Page MenuHomePhabricator

Toolforge: migrate grid to Debian Buster
Open, MediumPublic

Description

Migrate tools/toolsbeta grid to Debian Buster.

Event Timeline

aborrero triaged this task as Medium priority.Mar 17 2021, 11:54 AM
aborrero created this task.
aborrero moved this task from Inbox to Doing on the cloud-services-team (Kanban) board.

Mentioned in SAL (#wikimedia-cloud) [2021-03-17T11:56:06Z] <arturo> created puppet prefix 'toolsbeta-buster-sgeexec' (T277653)

Mentioned in SAL (#wikimedia-cloud) [2021-03-17T12:00:24Z] <arturo> create VM toolsbeta-buster-sgeexec-01 (T277653)

Mentioned in SAL (#wikimedia-cloud) [2021-03-17T12:38:10Z] <arturo> created puppet prefix 'toolsbeta-buster-gridmaster' (T277653)

Mentioned in SAL (#wikimedia-cloud) [2021-03-17T12:39:55Z] <arturo> created VM toolsbeta-buster-gridmaster (T277653)

Just a thought, since the grid master and shadow are not exec nodes, they can probably be swapped with buster hosts easily, but they have to have the same name as the old ones to make it smooth (with the original nodes shut down). We don't need separate grids with buster, just separate queues for exec nodes and separate bastions. All state should be on NFS, and the grid doesn't use certs. It just uses DNS to id the host.

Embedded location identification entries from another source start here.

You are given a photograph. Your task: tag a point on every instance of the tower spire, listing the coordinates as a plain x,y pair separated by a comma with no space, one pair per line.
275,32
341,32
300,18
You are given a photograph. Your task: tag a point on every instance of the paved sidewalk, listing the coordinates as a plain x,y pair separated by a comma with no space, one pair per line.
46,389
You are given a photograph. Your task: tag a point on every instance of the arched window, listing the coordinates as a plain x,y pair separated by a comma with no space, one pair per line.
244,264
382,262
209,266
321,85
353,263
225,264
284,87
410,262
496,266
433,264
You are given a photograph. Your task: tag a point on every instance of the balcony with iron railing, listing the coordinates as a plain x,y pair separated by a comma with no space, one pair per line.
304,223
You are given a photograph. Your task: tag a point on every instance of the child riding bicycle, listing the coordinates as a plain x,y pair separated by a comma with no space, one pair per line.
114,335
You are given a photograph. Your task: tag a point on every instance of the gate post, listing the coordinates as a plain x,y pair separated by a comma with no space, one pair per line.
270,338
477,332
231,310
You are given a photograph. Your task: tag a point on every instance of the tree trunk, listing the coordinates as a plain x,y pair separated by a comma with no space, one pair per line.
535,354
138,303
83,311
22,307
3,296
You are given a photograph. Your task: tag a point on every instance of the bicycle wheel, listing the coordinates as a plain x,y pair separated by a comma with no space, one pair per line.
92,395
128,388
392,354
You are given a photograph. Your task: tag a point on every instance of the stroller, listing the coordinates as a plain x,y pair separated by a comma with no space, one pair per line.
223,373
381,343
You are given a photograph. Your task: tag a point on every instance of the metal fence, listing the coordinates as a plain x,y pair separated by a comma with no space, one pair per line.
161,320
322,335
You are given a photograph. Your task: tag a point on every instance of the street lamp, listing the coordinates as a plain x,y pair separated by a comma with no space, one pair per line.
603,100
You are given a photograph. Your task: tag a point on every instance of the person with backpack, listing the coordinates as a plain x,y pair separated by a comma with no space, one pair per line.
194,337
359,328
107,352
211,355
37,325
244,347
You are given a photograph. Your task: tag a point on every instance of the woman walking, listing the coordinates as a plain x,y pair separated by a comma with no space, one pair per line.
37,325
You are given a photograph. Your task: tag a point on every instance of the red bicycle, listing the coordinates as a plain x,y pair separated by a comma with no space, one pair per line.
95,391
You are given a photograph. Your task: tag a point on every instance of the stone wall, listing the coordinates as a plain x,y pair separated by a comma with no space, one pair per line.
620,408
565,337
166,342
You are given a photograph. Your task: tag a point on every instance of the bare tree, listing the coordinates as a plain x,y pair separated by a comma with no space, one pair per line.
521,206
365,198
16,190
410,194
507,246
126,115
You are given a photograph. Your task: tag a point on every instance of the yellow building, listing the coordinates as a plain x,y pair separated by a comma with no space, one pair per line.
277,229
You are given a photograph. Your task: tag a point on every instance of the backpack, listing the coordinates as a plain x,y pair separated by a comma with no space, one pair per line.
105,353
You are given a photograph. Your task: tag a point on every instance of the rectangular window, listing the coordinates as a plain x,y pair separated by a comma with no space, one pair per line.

In IRC, @aborrero pointed out that the VMs cannot have the same name (which makes me think that really, the "master" dns should be a service address with aliases for swapping out the VMs if we were keeping the grid for the long term). So:
The shadow is a warm standby, so it can be done any time (with no take-backs)...as long as it works in toolsbeta. It takes the grid 10 min or so to actually fail over, but you can failover the master manually, destroy the master VM while the shadow handles requests and then replace it and failback.

On the exec queues:
The release value is still defined on host templates via complex_values slots=<%= 32 * @processorcount %>,release=<%= @lsbdistcodename %> in puppet, so it should work. The thing to "undo" is our deprecation of it in jsub, jstart, maybe crontab? and webservice.

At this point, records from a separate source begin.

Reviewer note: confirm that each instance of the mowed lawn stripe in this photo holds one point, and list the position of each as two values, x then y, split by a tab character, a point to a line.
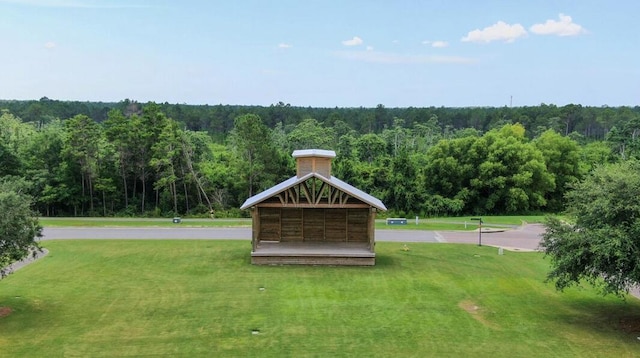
104	298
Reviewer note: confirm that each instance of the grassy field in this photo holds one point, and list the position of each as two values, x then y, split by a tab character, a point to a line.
455	223
204	298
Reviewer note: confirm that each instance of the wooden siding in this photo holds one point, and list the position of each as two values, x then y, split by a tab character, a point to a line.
291	225
318	165
358	225
269	224
313	224
336	229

bstorm@tools-sgegrid-master:~$ qconf -se tools-sgeexec-0939.tools.eqiad.wmflabs
hostname              tools-sgeexec-0939.tools.eqiad.wmflabs
load_scaling          NONE
complex_values        h_vmem=24G,slots=64,release=stretch
load_values           arch=lx-amd64,num_proc=4,mem_total=7978.445312M, \
                      swap_total=24474.992188M,virtual_total=32453.437500M, \
                      m_topology=SCSCSCSC,m_socket=4,m_core=4,m_thread=4, \
                      load_avg=4.400000,load_short=4.470000, \
                      load_medium=4.400000,load_long=4.400000, \
                      mem_free=7297.328125M,swap_free=24474.992188M, \
                      virtual_free=31772.320312M,mem_used=681.117188M, \
                      swap_used=0.000000M,virtual_used=681.117188M, \
                      cpu=98.100000,m_topology_inuse=SCSCSCSC, \
                      np_load_avg=1.100000,np_load_short=1.117500, \
                      np_load_medium=1.100000,np_load_long=1.100000
processors            4
user_lists            NONE
xuser_lists           NONE
projects              NONE
xprojects             NONE
usage_scaling         NONE
report_variables      NONE

The arg to qsub looks like what's in https://wikitech.wikimedia.org/wiki/Help:Toolforge/Grid#Specifying_an_operating_system_release

It used to be a required arg for webservice. Honestly, we can just specify a default instead (and change the default in time).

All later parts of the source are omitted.